Icebergs floated on the ocean in interesting shapes created by the winds and waves. Tall snow-and ice-covered mountains were bright white, sometimes with black rock showing. There is no soil in Antarctica, so any plants – mostly mosses – grew on the rocky surfaces. Occasionally, a loud crashing sound followed by a huge splash could be heard as an icy cliff would break off into the sea. That’s called calving, and it creates many of the ice formations and patches of ice on the sea’s surface.

Shore excursions and wildlife

Our landings were determined by the weather and assessments by the team to ensure safety.

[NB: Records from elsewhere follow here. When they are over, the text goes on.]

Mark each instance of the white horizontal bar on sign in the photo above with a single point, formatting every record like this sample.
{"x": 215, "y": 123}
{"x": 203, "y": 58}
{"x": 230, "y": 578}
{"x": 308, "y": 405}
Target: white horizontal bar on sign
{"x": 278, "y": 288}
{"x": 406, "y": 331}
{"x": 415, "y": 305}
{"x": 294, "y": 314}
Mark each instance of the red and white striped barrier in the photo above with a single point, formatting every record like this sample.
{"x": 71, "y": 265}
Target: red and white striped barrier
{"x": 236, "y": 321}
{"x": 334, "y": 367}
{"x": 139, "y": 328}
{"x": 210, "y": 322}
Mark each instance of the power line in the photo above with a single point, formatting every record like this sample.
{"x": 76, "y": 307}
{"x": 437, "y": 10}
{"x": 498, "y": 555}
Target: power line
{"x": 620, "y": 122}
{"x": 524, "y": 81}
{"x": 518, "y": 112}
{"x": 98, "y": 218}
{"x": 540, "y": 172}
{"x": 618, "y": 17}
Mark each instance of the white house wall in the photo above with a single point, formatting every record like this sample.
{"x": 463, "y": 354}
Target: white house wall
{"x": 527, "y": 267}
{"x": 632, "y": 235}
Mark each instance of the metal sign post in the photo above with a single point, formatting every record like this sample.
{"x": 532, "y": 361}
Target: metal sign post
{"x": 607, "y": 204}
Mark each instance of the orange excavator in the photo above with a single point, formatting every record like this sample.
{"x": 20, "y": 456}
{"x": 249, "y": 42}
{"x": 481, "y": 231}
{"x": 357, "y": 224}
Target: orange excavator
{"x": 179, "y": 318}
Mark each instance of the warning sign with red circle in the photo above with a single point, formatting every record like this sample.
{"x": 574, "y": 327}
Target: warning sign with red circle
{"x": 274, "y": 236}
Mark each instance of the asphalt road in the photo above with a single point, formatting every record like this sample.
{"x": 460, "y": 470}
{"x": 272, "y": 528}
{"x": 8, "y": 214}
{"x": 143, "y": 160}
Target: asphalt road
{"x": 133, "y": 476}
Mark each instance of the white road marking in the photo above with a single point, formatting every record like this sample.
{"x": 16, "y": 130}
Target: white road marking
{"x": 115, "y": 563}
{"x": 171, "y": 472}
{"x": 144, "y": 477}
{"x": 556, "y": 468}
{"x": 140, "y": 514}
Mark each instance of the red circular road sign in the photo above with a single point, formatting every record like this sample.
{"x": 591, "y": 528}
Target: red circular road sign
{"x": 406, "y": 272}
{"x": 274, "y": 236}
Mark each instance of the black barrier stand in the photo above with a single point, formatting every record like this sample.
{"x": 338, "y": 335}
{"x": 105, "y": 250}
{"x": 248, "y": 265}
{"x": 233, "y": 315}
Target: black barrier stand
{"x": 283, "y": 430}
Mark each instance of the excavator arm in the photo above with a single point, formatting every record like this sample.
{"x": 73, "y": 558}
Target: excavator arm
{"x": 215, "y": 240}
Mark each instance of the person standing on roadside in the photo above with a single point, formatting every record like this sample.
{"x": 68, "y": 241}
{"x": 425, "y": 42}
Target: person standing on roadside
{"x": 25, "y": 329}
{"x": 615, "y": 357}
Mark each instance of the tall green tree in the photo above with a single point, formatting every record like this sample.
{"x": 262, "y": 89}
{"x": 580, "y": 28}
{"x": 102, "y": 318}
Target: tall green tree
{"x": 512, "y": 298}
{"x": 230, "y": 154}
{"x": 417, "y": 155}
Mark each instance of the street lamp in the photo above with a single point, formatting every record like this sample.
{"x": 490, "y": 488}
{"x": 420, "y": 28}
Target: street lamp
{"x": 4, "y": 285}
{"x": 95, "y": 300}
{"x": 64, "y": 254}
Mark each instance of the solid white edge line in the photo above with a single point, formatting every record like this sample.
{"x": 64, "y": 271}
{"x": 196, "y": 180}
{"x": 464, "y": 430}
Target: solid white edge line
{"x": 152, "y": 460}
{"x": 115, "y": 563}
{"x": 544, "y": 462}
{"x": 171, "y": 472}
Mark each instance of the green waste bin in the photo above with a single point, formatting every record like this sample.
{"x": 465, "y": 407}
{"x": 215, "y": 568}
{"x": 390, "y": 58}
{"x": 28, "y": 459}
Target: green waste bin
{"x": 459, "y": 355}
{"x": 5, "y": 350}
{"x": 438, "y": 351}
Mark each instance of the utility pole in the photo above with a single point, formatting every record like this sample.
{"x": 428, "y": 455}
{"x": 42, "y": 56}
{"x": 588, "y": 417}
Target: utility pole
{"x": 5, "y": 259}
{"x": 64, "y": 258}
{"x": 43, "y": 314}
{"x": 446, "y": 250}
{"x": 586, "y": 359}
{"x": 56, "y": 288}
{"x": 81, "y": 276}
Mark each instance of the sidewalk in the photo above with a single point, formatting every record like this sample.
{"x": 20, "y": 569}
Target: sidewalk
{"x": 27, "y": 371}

Then we loaded into the zodiacs and headed ashore, where we were greeted by hundreds and hundreds of penguins who waddled or slid on their bellies to go from place to place. They’d stay on the snow and rocks, and sometimes take a swim that would turn their muddy bellies to pure white.

Our most memorable shore excursion took us to Port Lockroy, a still-active research station operated by the British. We met the newest volunteers, four women who would be living there for four months of the Antarctic summer. One of their jobs is managing the only post office on the continent, where about 70,000 postcards and other mail is sent by 18,000 visitors each year over the cruise season. It has a gift shop and a museum that represents how researchers in the 1940s and 1950s lived, including their kitchen, a darkroom and bunks.

Port Lockroy’s highlight was the very busy penguin rookery where many of the gentoo penguins guarded their nests as they waited for their eggs to hatch. Penguins mate for life and both the male and female share brooding duties. They “feather their nests” with small rocks, building up the sides to allow the penguin to sit atop the mound with the egg nestled between its legs.

We also visited Damoy Point, known as the world’s southernmost waiting room because it’s a small airfield where a red biplane fitted with skis lands and takes off carrying researchers, scientists and restoration crews to study the weather patterns, wind speeds and wildlife at other bases on the continent.

From humpback whales feeding to seals lounging on the snow, the wildlife in Antarctica is incredible. Dozens of species of birds: gentoo, Adelie and chinstrap penguins; several species of albatross, terns, skuas, sheathbills, gulls, cormorants and shearwaters took to the skies and nested on cliffs.

Sightings of leopard seals, elephant seals and Weddle seals were complemented by other mammals: three types of dolphins and an abundance of humpback whales that were usually almost too far away to photograph more than a glimpse of their backs or a flip of their flukes as they surfaced for a breath of air.

No one dared asked when we’d see polar bears because they’re native only to the Artic. Penguins rule in Antarctica. We didn’t want to show our ignorance!

Never-ending exploration

Since returning home, I’ve dived into books about the early Antarctic explorers, including Adrien de Gerlache who with his crew in 1897-99 was the first to winter on the continent; Robert Falcon Scott who explored the farthest south and also was the first to fly a balloon over the Antarctica; and Ernest Shackleton who bested Scott’s southernmost point and is best known for the 1907-09 exploration on “Endurance.”

Somehow, I can’t stop thinking about this trip, much more so than other recent journeys. As we move into spring and summer in the Northern Hemisphere, I think about what’s to come for Antarctica – gradually the nights grow longer as winter in the Southern Hemisphere approaches. The temperatures will drop to far below freezing and there will be many successive nights with no sun.

Although I can now say I’ve been there, it’s just the tip of the iceberg – pun intended – of what those early explorers experienced. Would I go again? What do you think?